19 “Therefore, O King Agrippa, I was not disobedient to the heavenly vision, 20 but declared first to those in Damascus, then in Jerusalem and throughout all the region of Judea, and also to the Gentiles, that they should repent and turn to God, performing deeds in keeping with their repentance. 21 For this reason the Jews seized me in the temple and tried to kill me. 22 To this day I have had the help that comes from God, and so I stand here testifying both to small and great, saying nothing but what the prophets and Moses said would come to pass: 23 that the Christ must suffer and that, by being the first to rise from the dead, he would proclaim light both to our people and to the Gentiles.”

24 And as he was saying these things in his defense, Festus said with a loud voice, “Paul, you are out of your mind; your great learning is driving you out of your mind.”

25 But Paul said, “I am not out of my mind, most excellent Festus, but I am speaking true and rational words. 26 For the king knows about these things, and to him I speak boldly. For I am persuaded that none of these things has escaped his notice, for this has not been done in a corner. 27 King Agrippa, do you believe the prophets? I know that you believe.” 28 And Agrippa said to Paul, “In a short time would you persuade me to be a Christian?” 29 And Paul said, “Whether short or long, I would to God that not only you but also all who hear me this day might become such as I am—except for these chains.”

30 Then the king rose, and the governor and Bernice and those who were sitting with them. 31 And when they had withdrawn, they said to one another, “This man is doing nothing to deserve death or imprisonment.” 32 And Agrippa said to Festus, “This man could have been set free if he had not appealed to Caesar.”

Go Deeper

Acts 26:12-23

  • Underline the gospel proclamation in these verses.

Acts 26:18-20

  • Reflect on vv. 18-20. What is the heavenly vision I have received, and what has been my response to this calling?

Acts 26:24-32

  • Recount and consider the various responses to Apostle Paul’s testimony and the presentation of the gospel. Have I personally encountered some of these responses?

Acts 26:28-29

  • Reflect on Apostle Paul’s wish in vv. 28-29 and his boldness to declare it to all. Is it my wish toward everyone I meet—young or old, wealthy or poor—that they become Christian? How does this compare with my wishes for the people in my life?

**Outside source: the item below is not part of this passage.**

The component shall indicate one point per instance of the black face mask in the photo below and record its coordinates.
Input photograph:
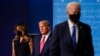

[1] Stott, The Message of Acts, The Bible Speaks Today Series, 370.

[2] Stott, The Message of Acts, The Bible Speaks Today Series, 370-371.

[3] Fernando, Acts, The NIV Application Commentary Series, 593.

[4] Stott, The Message of Acts, The Bible Speaks Today Series, 372.

[5] Stott, The Message of Acts, The Bible Speaks Today Series, 373.

[6] Stott, The Message of Acts, The Bible Speaks Today Series, 374.

[7] Barclay, The Acts of the Apostles, Daily Study Bible Series, Rev. ed., 177.

[8] Barclay, The Acts of the Apostles, Daily Study Bible Series, Rev. ed., 180.

[9] Stott, The Message of Acts, The Bible Speaks Today Series, 379.

[10] Fernando, Acts, The NIV Application Commentary Series, 594.